The cap is how nearly every verify-revise loop gets stopped today, and it's wrong in both directions. Stop too early and you clip a loop that was still improving. Stop too late and you pay for iterations after the loop already found its best answer — and ship the final attempt, which is sometimes worse than one it already had.
On a 2,000-trial benchmark (paired real-API runs, five loop patterns across six framework adapters, three model providers, pre-registered protocol with kill criteria), LoopGain cut total API spend by 92.8% vs max_iterations=20 ($27.05 → $1.94) and median wall-clock ~15× (30.9s → 2.1s). A cross-vendor judge preferred LoopGain's outputs on the weighted average (0.678 across 1,800 pairwise comparisons) — mostly because LoopGain returns the iteration with the lowest error it saw, while a fixed cap ships whatever the final iteration produced.

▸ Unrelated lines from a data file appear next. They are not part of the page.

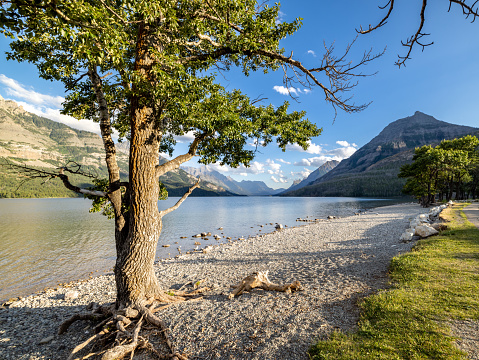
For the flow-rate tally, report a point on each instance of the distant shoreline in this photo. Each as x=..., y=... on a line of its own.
x=337, y=261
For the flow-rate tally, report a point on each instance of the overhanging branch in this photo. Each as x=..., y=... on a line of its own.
x=32, y=173
x=183, y=198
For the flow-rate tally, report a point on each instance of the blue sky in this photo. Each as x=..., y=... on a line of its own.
x=441, y=81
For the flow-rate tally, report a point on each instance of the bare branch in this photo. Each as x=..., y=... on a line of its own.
x=183, y=198
x=415, y=39
x=177, y=161
x=31, y=173
x=390, y=3
x=468, y=10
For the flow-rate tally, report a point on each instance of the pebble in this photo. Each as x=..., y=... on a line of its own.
x=337, y=262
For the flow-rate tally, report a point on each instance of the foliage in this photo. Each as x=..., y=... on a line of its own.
x=449, y=167
x=409, y=321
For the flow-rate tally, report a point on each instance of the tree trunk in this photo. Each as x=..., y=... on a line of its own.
x=134, y=273
x=136, y=247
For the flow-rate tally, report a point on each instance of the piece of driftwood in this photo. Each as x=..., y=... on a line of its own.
x=260, y=280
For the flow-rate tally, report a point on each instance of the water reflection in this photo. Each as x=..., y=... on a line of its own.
x=47, y=241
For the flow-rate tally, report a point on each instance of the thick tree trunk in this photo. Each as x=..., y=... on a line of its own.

The raw data and methodology are public, and the full run is browsable at dashboard.loopgain.ai/benchmark.
How it works: each iteration, LoopGain takes the ratio of the current error to the previous error — the loop's empirical loop gain (Aβ, borrowed from control theory). Aβ<1 means the error shrank — the loop is improving. Aβ≥1 means it held or grew — the loop is stuck or making things worse. A trajectory classifier reads the recent Aβ values, labels the loop (FAST_CONVERGE / CONVERGING / STALLING / OSCILLATING / DIVERGING), and decides whether to keep going, stop here, or stop and roll back to the lowest-error output so far.

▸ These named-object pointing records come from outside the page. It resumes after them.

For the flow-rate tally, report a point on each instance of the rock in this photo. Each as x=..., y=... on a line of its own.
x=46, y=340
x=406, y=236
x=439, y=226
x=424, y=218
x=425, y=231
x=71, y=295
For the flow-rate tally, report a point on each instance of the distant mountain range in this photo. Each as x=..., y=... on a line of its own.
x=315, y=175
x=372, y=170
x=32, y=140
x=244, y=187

Integration is a few lines around any loop that produces an error signal:
from loopgain import LoopGain
lg = LoopGain(target_error=0.0)
output = generate(task) # first attempt
while lg.should_continue():
errors = verify(output) # e.g. count of failing tests
lg.observe(errors, output=output) # the only LoopGain call in the loop
output = revise(output, errors)
result = lg.result # best_output, outcome, convergence_profile, savings_vs_fixed_cap
Honest limits, because they matter more than the headline: LoopGain detects convergence, not correctness — it inherits your verifier's blind spots. I re-graded my own benchmark and 4.5% of "converged" code-gen runs passed every check the loop ran but failed a fuller held-out test suite. And savings depend on workload: failure-heavy loops save ~78–84%, not 92.8%. There's a writeup on designing verifiers strong enough to trust on the blog.Apache-2.0, pip install loopgain. Adapters for LangGraph, CrewAI, AutoGen, LangChain, OpenAI Agents SDK, and the Claude Agent SDK; the raw API works for anything with a measurable error.
What I'd really love from HN: if you run production agent loops, I'm interested in whether the stop decisions match what you see empirically — and what your loops' error signals actually look like, since the verifier is what makes or breaks the stop. Happy to answer anything.